DISCURSO DEL SANTO PADRE FRANCISCO
A SU SANTIDAD ARAM I, CATHOLICÓS DE LA
IGLESIA ARMENIA APOSTÓLICA DE CILICIA
Sala Clementina
Jueves 5 de junio de 2014
Santidad,
queridos hermanos en Cristo:
Estoy especialmente contento de darle a usted, Santidad, y a los distinguidos miembros de su delegación un cordial saludo en el Señor Jesús. Mi pensamiento se extiende en este momento a los obispos, al clero y a todos los fieles del Catholicosado de Cilicia. «Gracia y paz de Dios nuestro Padre y del Señor Jesucristo» (Rm 1, 7). Bienvenidos al umbral de los santos Apóstoles Pedro y Pablo.
Hace un mes tuve el gusto de recibir a Su Santidad el catholicós Karekin II, hoy tengo la alegría de reunirme con Vuestra Santidad, catholicós de la Gran Casa de Cilicia. Doy las gracias juntamente con vosotros al Señor por las relaciones fraternas que nos unen, por su continuo progreso, y considero un auténtico don de Dios poder compartir este momento de encuentro y de oración común.

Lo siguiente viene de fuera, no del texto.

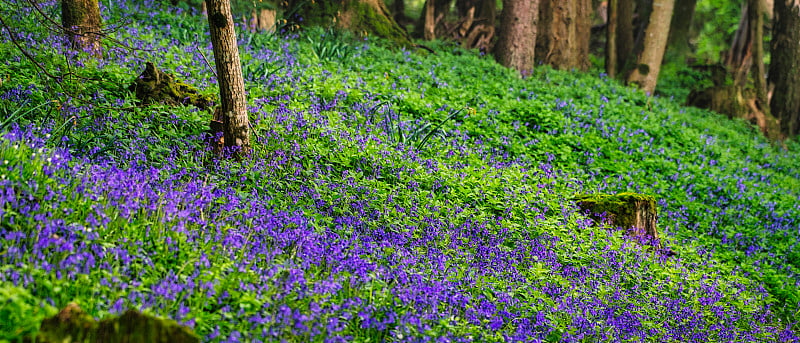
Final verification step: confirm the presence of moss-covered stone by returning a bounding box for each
[290,0,414,47]
[36,303,200,343]
[572,192,658,240]
[128,62,212,110]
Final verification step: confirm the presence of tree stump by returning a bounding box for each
[573,193,658,243]
[36,303,200,343]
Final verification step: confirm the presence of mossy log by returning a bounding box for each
[36,303,200,343]
[573,193,659,242]
[289,0,414,47]
[128,62,212,110]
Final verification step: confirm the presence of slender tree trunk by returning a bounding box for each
[606,0,618,78]
[392,0,408,23]
[456,0,497,26]
[61,0,103,57]
[536,0,592,70]
[616,0,633,77]
[628,0,675,94]
[495,0,539,75]
[769,0,800,137]
[667,0,697,59]
[207,0,250,156]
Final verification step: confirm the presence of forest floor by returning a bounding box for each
[0,1,800,342]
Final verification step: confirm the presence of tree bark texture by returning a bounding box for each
[207,0,250,154]
[616,0,633,77]
[456,0,497,27]
[769,0,800,137]
[667,0,697,59]
[747,0,769,111]
[536,0,592,70]
[61,0,103,57]
[495,0,539,75]
[606,0,619,78]
[628,0,675,94]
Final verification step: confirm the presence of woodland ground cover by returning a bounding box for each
[0,1,800,342]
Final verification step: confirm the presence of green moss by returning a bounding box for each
[571,192,658,228]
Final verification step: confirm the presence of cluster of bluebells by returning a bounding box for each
[0,2,798,342]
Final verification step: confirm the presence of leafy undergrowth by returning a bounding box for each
[0,1,800,342]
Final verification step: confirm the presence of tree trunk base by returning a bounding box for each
[573,193,659,244]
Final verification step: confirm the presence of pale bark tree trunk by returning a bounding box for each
[61,0,103,57]
[667,0,697,59]
[536,0,592,70]
[207,0,250,156]
[769,0,800,137]
[495,0,539,75]
[616,0,633,78]
[606,0,618,78]
[628,0,675,94]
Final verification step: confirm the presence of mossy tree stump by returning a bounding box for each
[128,62,212,110]
[36,303,200,343]
[573,193,659,242]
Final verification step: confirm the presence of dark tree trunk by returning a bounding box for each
[628,0,675,94]
[667,0,697,59]
[61,0,103,57]
[536,0,592,70]
[606,0,619,78]
[616,0,634,77]
[495,0,539,75]
[207,0,250,156]
[769,1,800,137]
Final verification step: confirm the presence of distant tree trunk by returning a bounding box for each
[422,0,436,40]
[495,0,539,75]
[616,0,633,78]
[769,0,800,137]
[207,0,250,156]
[606,0,618,78]
[414,0,453,40]
[628,0,675,94]
[456,0,497,26]
[747,0,769,112]
[61,0,103,57]
[284,0,414,47]
[536,0,592,70]
[667,0,697,59]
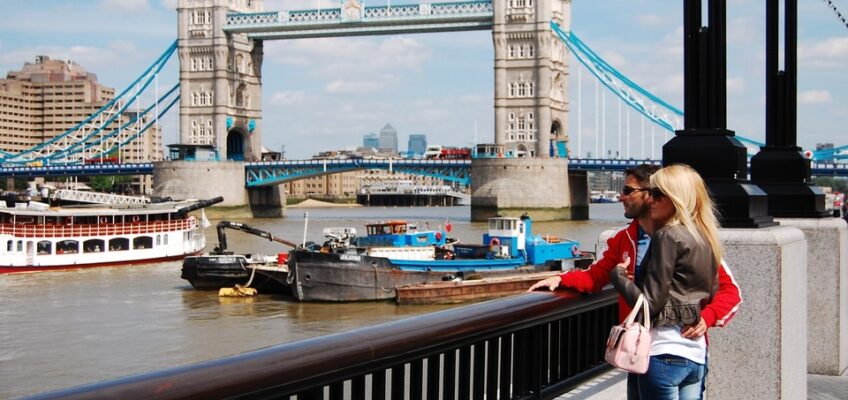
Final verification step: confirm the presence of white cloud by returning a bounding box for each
[100,0,151,12]
[636,14,666,27]
[271,90,308,106]
[325,80,386,94]
[798,90,832,104]
[727,78,745,95]
[727,16,765,46]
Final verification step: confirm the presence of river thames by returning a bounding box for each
[0,204,626,398]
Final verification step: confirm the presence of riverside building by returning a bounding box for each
[0,56,163,193]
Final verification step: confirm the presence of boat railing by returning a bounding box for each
[24,289,618,400]
[0,217,197,238]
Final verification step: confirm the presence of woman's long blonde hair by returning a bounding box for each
[651,164,722,265]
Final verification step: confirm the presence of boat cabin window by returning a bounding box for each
[109,238,130,251]
[82,239,106,253]
[36,240,53,255]
[56,240,79,254]
[133,236,153,249]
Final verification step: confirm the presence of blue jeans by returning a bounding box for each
[639,354,707,400]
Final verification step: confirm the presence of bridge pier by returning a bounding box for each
[153,161,286,218]
[471,158,589,221]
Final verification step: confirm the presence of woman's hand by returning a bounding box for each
[680,318,707,340]
[527,275,562,292]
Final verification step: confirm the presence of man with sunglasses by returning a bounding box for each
[528,164,742,400]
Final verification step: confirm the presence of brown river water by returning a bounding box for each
[0,204,625,398]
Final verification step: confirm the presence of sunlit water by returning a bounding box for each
[0,204,625,398]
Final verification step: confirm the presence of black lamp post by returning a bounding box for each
[663,0,777,228]
[751,0,830,218]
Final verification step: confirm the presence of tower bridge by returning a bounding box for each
[154,0,588,219]
[0,0,848,219]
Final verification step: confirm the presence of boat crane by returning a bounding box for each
[212,221,297,254]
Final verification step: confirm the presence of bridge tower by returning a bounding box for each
[492,0,571,158]
[153,0,285,217]
[177,0,263,161]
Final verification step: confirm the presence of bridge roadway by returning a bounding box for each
[0,158,848,183]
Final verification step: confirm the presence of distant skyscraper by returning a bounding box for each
[407,135,427,156]
[380,124,397,153]
[362,133,380,149]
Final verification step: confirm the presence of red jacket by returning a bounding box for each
[560,220,742,328]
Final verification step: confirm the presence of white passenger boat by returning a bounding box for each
[0,197,222,273]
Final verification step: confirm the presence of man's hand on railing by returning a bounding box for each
[527,275,562,292]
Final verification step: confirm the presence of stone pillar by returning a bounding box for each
[153,161,253,218]
[568,171,589,220]
[777,218,848,375]
[706,226,808,400]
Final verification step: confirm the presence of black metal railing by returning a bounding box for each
[33,290,618,400]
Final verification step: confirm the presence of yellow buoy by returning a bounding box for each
[218,285,259,297]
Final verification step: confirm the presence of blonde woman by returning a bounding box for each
[610,165,721,399]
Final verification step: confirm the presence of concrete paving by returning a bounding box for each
[557,370,848,400]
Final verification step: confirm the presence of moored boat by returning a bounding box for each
[288,216,580,301]
[0,197,222,273]
[180,221,296,293]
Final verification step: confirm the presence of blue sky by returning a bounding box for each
[0,0,848,158]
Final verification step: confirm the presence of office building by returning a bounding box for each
[0,56,164,193]
[379,124,398,153]
[362,133,380,149]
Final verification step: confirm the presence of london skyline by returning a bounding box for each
[0,0,848,158]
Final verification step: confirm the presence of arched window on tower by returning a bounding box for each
[236,54,244,74]
[236,83,247,107]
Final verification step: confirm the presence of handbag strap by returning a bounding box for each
[624,293,651,330]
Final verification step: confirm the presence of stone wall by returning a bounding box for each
[471,158,572,221]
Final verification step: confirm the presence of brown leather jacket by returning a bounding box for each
[610,224,718,327]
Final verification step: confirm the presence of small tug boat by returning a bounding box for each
[0,197,223,273]
[288,215,582,301]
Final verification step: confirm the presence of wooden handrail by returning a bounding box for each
[24,290,618,399]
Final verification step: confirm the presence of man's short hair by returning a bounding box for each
[624,164,660,183]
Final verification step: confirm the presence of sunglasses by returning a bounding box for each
[621,186,651,196]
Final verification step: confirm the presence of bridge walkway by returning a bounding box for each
[557,370,848,400]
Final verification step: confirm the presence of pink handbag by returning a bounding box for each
[604,294,651,374]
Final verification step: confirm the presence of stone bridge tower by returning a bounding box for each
[471,0,589,221]
[492,0,571,158]
[177,0,263,161]
[153,0,285,218]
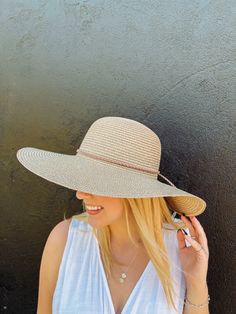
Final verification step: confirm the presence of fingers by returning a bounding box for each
[177,230,186,249]
[181,215,197,237]
[181,216,209,254]
[190,216,208,251]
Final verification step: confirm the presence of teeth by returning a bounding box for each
[86,205,102,210]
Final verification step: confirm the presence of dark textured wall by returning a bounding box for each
[0,0,236,314]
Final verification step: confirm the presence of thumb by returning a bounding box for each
[177,229,186,249]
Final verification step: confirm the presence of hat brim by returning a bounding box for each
[16,147,206,215]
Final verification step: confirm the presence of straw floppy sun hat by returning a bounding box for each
[17,116,206,215]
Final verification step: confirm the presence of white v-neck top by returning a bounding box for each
[52,216,185,314]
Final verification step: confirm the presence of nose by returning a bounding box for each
[75,191,92,200]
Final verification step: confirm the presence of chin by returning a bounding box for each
[87,217,106,229]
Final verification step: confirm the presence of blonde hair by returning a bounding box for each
[73,197,185,309]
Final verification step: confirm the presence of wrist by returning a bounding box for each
[186,283,209,304]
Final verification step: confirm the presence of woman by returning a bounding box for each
[17,117,209,314]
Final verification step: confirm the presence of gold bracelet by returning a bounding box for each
[184,294,210,309]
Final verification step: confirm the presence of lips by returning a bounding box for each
[86,208,103,215]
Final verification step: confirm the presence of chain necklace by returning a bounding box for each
[112,247,141,284]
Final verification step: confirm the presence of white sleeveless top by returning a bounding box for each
[52,216,185,314]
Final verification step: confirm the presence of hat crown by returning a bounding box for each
[77,117,161,178]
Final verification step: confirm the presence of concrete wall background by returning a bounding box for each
[0,0,236,314]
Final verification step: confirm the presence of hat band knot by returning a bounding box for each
[76,148,175,187]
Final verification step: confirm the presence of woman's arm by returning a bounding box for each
[177,216,209,314]
[183,284,209,314]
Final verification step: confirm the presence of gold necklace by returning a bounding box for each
[112,251,138,284]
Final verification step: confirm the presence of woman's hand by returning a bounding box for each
[177,216,209,289]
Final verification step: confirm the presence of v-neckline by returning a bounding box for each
[94,237,151,314]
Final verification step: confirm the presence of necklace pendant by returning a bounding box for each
[119,273,127,283]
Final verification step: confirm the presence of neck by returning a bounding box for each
[109,212,141,249]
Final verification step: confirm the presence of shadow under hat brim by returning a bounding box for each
[16,147,206,216]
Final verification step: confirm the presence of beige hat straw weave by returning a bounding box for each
[17,116,206,215]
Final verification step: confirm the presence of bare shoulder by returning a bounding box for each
[47,218,72,247]
[37,218,72,314]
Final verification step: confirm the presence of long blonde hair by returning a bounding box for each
[74,197,185,309]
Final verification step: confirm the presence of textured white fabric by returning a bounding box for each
[52,217,185,314]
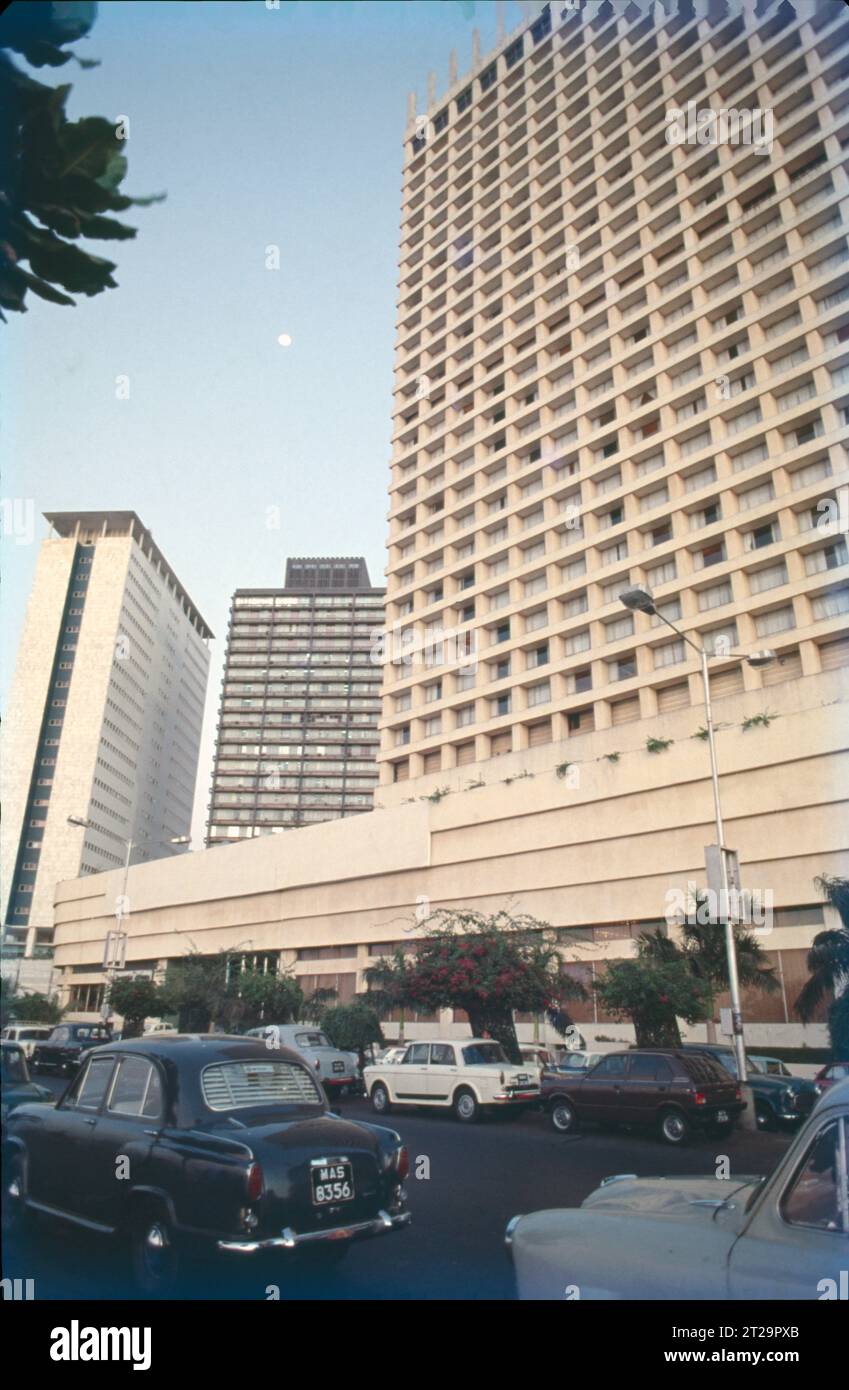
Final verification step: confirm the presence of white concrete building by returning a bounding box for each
[1,512,213,959]
[48,0,849,1048]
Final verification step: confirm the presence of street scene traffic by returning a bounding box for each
[0,0,849,1356]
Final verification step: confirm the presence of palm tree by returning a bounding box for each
[793,874,849,1051]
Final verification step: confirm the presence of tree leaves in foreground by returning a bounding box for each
[365,909,584,1062]
[793,874,849,1062]
[0,0,160,318]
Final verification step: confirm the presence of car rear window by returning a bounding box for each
[200,1059,321,1111]
[678,1052,728,1086]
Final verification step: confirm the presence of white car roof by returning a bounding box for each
[395,1038,502,1048]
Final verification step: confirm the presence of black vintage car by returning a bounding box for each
[31,1023,113,1076]
[0,1043,53,1125]
[3,1034,410,1294]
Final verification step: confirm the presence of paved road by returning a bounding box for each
[3,1099,789,1300]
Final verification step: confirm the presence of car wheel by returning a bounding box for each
[755,1101,775,1130]
[660,1111,689,1144]
[454,1091,481,1125]
[3,1154,32,1238]
[131,1207,179,1298]
[549,1097,575,1134]
[371,1081,392,1115]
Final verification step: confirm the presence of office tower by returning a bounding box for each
[207,556,385,845]
[1,512,213,955]
[379,0,849,803]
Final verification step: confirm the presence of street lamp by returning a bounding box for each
[620,587,775,1086]
[68,816,192,1019]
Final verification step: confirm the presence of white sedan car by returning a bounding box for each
[506,1081,849,1302]
[363,1038,539,1125]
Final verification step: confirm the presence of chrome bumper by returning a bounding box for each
[215,1211,411,1255]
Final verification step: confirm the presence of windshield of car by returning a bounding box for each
[200,1058,322,1111]
[1,1047,29,1081]
[463,1043,507,1066]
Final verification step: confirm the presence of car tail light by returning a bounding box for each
[247,1163,263,1202]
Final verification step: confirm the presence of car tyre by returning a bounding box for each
[549,1097,578,1134]
[3,1154,32,1240]
[371,1081,392,1115]
[129,1207,179,1298]
[657,1109,691,1147]
[453,1088,481,1125]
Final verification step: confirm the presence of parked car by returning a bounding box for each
[506,1081,849,1304]
[363,1038,539,1125]
[542,1048,745,1144]
[814,1062,849,1095]
[247,1023,363,1097]
[0,1023,53,1059]
[547,1051,604,1076]
[681,1043,818,1130]
[3,1034,410,1294]
[518,1043,554,1074]
[32,1023,113,1076]
[0,1040,53,1125]
[746,1052,793,1076]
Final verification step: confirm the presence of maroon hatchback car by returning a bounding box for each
[542,1048,746,1144]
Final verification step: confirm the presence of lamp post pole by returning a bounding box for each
[620,587,775,1087]
[68,816,190,1019]
[700,642,748,1086]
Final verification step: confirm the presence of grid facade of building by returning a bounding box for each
[379,0,849,795]
[1,512,213,956]
[207,557,385,845]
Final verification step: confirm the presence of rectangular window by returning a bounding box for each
[755,603,796,637]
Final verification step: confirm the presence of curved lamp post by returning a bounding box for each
[620,587,775,1086]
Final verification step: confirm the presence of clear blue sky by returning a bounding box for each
[0,0,521,830]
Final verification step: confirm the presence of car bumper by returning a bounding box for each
[688,1101,746,1129]
[215,1211,411,1255]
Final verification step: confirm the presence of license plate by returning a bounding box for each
[310,1159,354,1207]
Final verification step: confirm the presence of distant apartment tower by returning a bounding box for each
[1,512,213,955]
[379,0,849,801]
[207,557,385,845]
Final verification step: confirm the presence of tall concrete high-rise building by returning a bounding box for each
[1,512,213,956]
[207,556,385,845]
[379,0,849,803]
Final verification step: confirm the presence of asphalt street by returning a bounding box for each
[3,1079,789,1300]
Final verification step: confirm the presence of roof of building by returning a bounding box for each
[43,512,215,638]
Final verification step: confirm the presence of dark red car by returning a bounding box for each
[542,1048,745,1144]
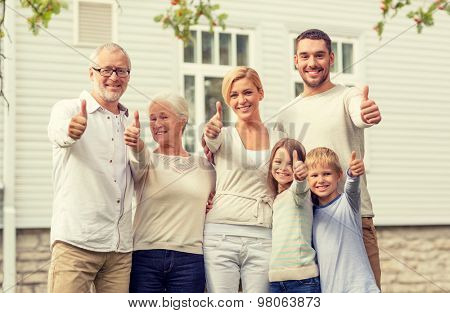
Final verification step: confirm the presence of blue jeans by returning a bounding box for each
[130,250,205,293]
[269,277,321,293]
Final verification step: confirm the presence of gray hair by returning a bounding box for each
[89,42,131,69]
[149,91,189,132]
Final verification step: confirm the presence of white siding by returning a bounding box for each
[12,0,177,227]
[0,37,7,227]
[6,0,450,227]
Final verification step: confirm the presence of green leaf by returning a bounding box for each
[406,11,416,18]
[417,24,423,34]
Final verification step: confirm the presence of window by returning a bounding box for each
[74,0,117,46]
[180,28,252,152]
[291,34,357,98]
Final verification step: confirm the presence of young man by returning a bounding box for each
[277,29,381,287]
[48,43,133,292]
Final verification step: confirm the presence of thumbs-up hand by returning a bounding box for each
[123,111,144,152]
[292,150,308,181]
[361,85,381,124]
[204,101,223,139]
[68,99,87,140]
[349,151,365,177]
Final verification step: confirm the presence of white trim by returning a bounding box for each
[178,25,255,151]
[3,0,17,292]
[73,0,118,47]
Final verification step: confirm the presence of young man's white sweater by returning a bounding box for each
[277,85,374,217]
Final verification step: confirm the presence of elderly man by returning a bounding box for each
[48,43,133,292]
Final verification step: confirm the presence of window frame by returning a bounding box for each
[73,0,118,47]
[178,25,256,152]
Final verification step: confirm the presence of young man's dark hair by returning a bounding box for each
[295,29,331,54]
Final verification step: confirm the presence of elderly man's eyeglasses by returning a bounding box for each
[92,67,130,78]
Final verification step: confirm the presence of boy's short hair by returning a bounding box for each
[305,147,342,173]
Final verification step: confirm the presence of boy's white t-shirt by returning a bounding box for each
[313,175,380,292]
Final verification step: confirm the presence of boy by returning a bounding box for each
[305,147,379,292]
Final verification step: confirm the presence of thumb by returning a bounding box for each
[292,150,298,164]
[216,101,222,121]
[134,111,141,128]
[79,99,87,118]
[350,151,356,163]
[362,85,369,101]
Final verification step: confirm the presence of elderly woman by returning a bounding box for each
[204,66,283,292]
[124,93,215,293]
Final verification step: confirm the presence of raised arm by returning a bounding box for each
[48,99,87,148]
[123,111,150,181]
[348,85,381,128]
[203,101,223,153]
[344,151,365,212]
[291,150,309,208]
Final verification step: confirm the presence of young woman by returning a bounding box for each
[204,66,282,292]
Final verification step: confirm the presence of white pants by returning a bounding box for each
[203,235,272,293]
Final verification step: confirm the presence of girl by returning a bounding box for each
[268,138,321,293]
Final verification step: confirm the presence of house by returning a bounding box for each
[0,0,450,292]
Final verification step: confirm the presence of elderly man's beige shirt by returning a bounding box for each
[48,91,134,252]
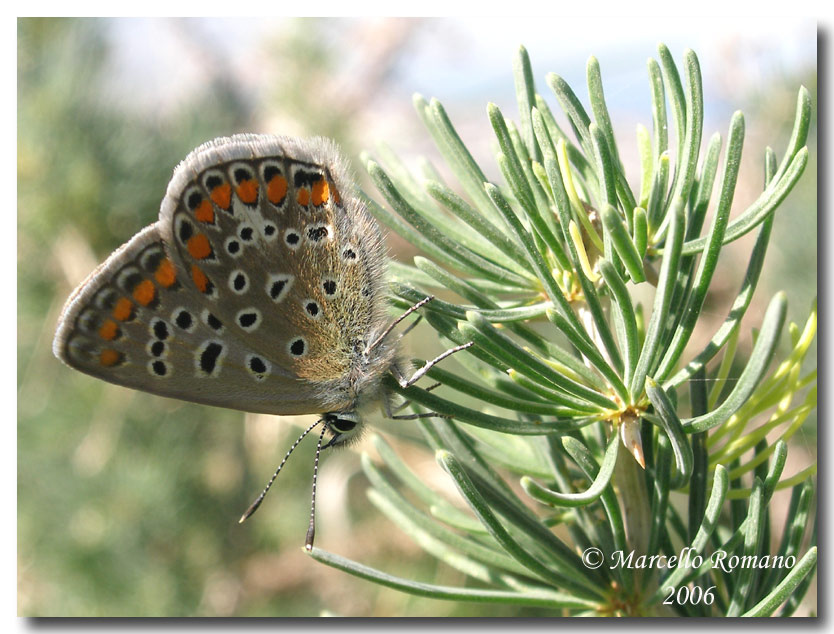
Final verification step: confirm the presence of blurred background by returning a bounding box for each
[17,18,817,616]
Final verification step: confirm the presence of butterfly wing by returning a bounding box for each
[54,135,385,414]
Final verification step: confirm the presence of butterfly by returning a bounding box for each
[53,134,471,550]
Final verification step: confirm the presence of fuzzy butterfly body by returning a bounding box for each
[54,135,397,420]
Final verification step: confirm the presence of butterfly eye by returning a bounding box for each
[330,418,356,434]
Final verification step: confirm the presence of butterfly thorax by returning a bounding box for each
[54,135,395,415]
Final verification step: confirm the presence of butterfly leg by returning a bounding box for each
[391,383,442,414]
[394,341,475,388]
[368,295,434,350]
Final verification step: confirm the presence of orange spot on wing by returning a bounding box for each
[236,178,258,204]
[113,297,133,321]
[194,198,214,223]
[313,178,330,207]
[266,174,287,205]
[187,233,211,260]
[98,319,119,341]
[133,280,156,306]
[211,183,232,209]
[191,264,209,293]
[98,348,124,368]
[154,258,177,288]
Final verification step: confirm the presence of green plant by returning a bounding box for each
[312,45,816,616]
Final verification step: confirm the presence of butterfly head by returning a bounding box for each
[321,411,362,447]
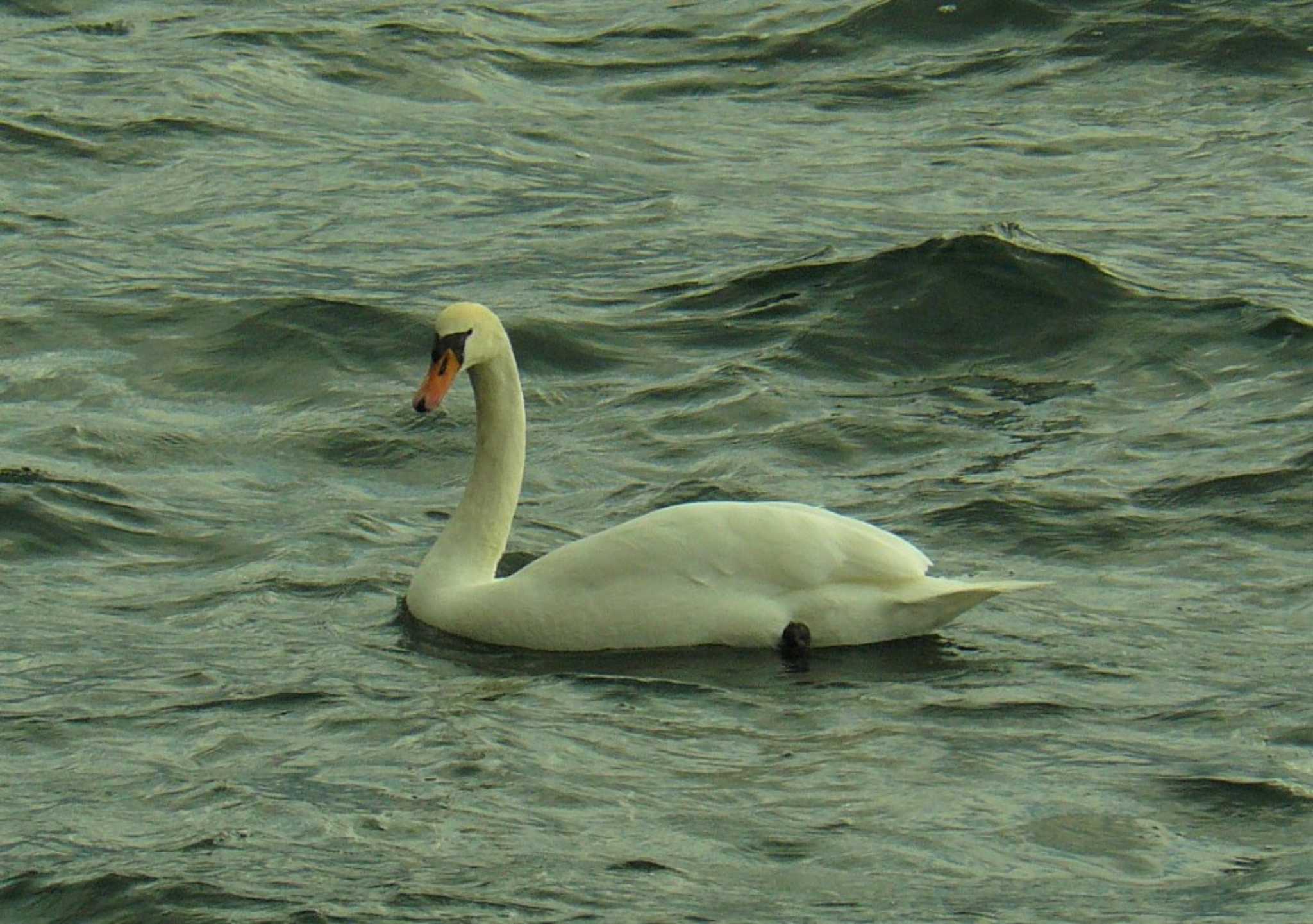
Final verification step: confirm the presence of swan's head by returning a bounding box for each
[414,302,510,414]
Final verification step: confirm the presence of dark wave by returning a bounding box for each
[1167,776,1313,815]
[1061,7,1313,74]
[0,469,176,555]
[643,233,1313,375]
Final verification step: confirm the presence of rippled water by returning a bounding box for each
[0,0,1313,921]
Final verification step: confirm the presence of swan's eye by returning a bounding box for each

Es bien conocido por todos el compromiso de Vuestra Santidad en favor de la causa de la unidad de los creyentes en Cristo. Usted ha desempeñado papeles de primer orden en el Consejo mundial de Iglesias, y sigue ofreciendo un apoyo eficaz al Consejo de las Iglesias de Oriente Medio, que desempeña un papel precioso al sostener a las comunidades cristianas de la región, tan probadas por numerosas dificultades. Y no quisiera olvidar la cualificada aportación ofrecida por Vuestra Santidad y por los representantes del Catholicosado de Cilicia a la Comisión mixta de diálogo entre la Iglesia católica y las Iglesias ortodoxas orientales. Creo que, en este camino hacia la comunión plena, compartimos las mismas esperanzas y el mismo compromiso responsable, conscientes de caminar de este modo en la voluntad del Señor Jesucristo.
Vuestra Santidad representa a una parte del mundo cristiano profundamente marcada por una historia de pruebas y de sufrimientos, aceptados con valentía por amor a Dios. La Iglesia apostólica armenia se vio obligada a convertirse en un pueblo peregrino, experimentando así de forma única su estar en camino hacia el reino de Dios. La historia de emigración, persecución y martirio de tantos fieles dejó heridas profundas en el corazón de todos los armenios. Las debemos contemplar y venerar como heridas del cuerpo mismo de Cristo: precisamente por esto ellas son también causa de esperanza inquebrantable y de confianza en la misericordia providente del Padre.
Confianza y esperanza: las necesitamos mucho. Las necesitan los hermanos cristianos de Oriente Medio, en especial quienes viven en zonas atormentadas por el conflicto y la violencia. Las necesitamos también nosotros, cristianos que no tenemos que afrontar tales dificultades, pero que a menudo corremos el riesgo de perdernos en los desiertos de la indiferencia y del olvido de Dios, o de vivir en conflicto entre hermanos, o de sucumbir en nuestras batallas interiores contra el pecado. Como seguidores de Jesús debemos aprender a llevar con humildad los unos los pesos de los otros, ayudándonos de este modo, recíprocamente, a ser más cristianos, más discípulos de Jesús. Caminemos, por lo tanto, juntos en la caridad, como Cristo nos amó y se entregó por nosotros, donándose a Dios en sacrificio de suave olor (cf. Ef 5, 1-2).
En estos días que preceden a la solemnidad de Pentecostés, mientras nos disponemos a revivir en el misterio el milagro de la venida del Espíritu Santo sobre la Iglesia naciente, invoquemos con fe al Espíritu, Señor y Dador de vida, a fin de que renueve la faz de la tierra, sea fuerza para sanar las heridas del mundo y reconciliar el corazón de cada hombre con el Creador.
Que sea Él, el Paráclito, quien inspire nuestro camino hacia la unidad, que sea Él quien nos enseñe cómo alimentar los vínculos de fraternidad que ya nos unen en el único bautismo y en la única fe. Invoco sobre todos nosotros la protección de María Santísima, la Toda Santa, presente en el Cenáculo junto con los Apóstoles, para que sea para nosotros Madre de la unidad. Amén.